柳棲桐心中熨帖,抬手摸了摸他的腦袋:「你拿來做我的衣裳作甚?我自己有俸祿,哪裡會缺衣裳?你留著自己穿。」
江從魚道:「我如今在國子監念書,一個月也就那麼幾天能穿自己衣裳。與其擺在庫房裡放壞了,倒不如拿出來都用掉。」
柳棲桐聽得啼笑皆非,只覺這小子肯定是個藏不住財的,得了什麼好東西就覺得不趕緊用掉是在浪費。

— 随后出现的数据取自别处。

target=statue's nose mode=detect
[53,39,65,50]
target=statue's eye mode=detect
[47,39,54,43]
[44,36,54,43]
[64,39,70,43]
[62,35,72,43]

他好言拒絕道:「今兒家中有客人,真的得回去,下次我過來一定多待會。」
江從魚聞言馬上關心起來:「什麼客人?」
雖然柳棲桐已經和他家大伯撕破臉,但江從魚還是擔心他臉皮薄,別人說幾句好話他又心軟。
他這個師弟真是當得賊拉操心!
柳棲桐見江從魚一臉緊張,也知曉自己在處理家事的時候實在太過糊塗。
他笑道:「是我母親的遠親,從前受人牽連流放到南荒之地,恰逢陛下年初赦免了許多人,他們便與其他人相互扶持著走了回來。」
「我母親過去舉目無親,時常鬱鬱寡歡,如今總算開懷多了,我平時沒空也就罷了,今兒休沐了總得好好作陪。」
光是憑著這門親戚能叫他母親高興,柳棲桐便願意幫扶一二。
江從魚聽後就不攔著了,還殷勤地送柳棲桐出院門,說是不用操心他,他一切都好!
柳棲桐跟人打聽過江從魚在國子監的表現,對自家師弟當然是再放心不過的。
就他這跟誰都能交上朋友的性格,到哪兒能過得不好?
只不過在轉身走出一段路後,柳棲桐又覺得有些不對。
他頓步往回看了一眼,只見江從魚已經開開心心與樓遠鈞兩人繼續散步消食。
韓恕沒走就算了,陛下為什麼沒走?
韓恕是江從魚自己邀來做客的,說是剛考完月試要一起探討學業上的問題。
那陛下留下做什麼?
要知道夜裡京師是要宵禁的,敲了暮鼓以後便不許人在御街上隨意走動,宮門也會按時落鎖,連皇帝都不能說開就開。
陛下這是要夜宿江家。
柳棲桐一顆心突突直跳,只覺在自己忙得連軸轉的這一個多月里,江從魚似乎與樓遠鈞越走越近了。
關鍵是,江從魚不知道樓遠鈞的身份!
柳棲桐憂心忡忡地在原處踱了幾步,趕巧見到了迎面走來的林伯。
他拉著林伯到僻靜處說起自己的擔憂。
林伯出身江湖,當初接受招安後當的也是武將,哪裡有那麼多彎彎繞繞的想法?
他只覺得樓遠鈞經常來江家是看重江從魚,要在朝中當官的話有什麼比入了皇帝的眼還重要的?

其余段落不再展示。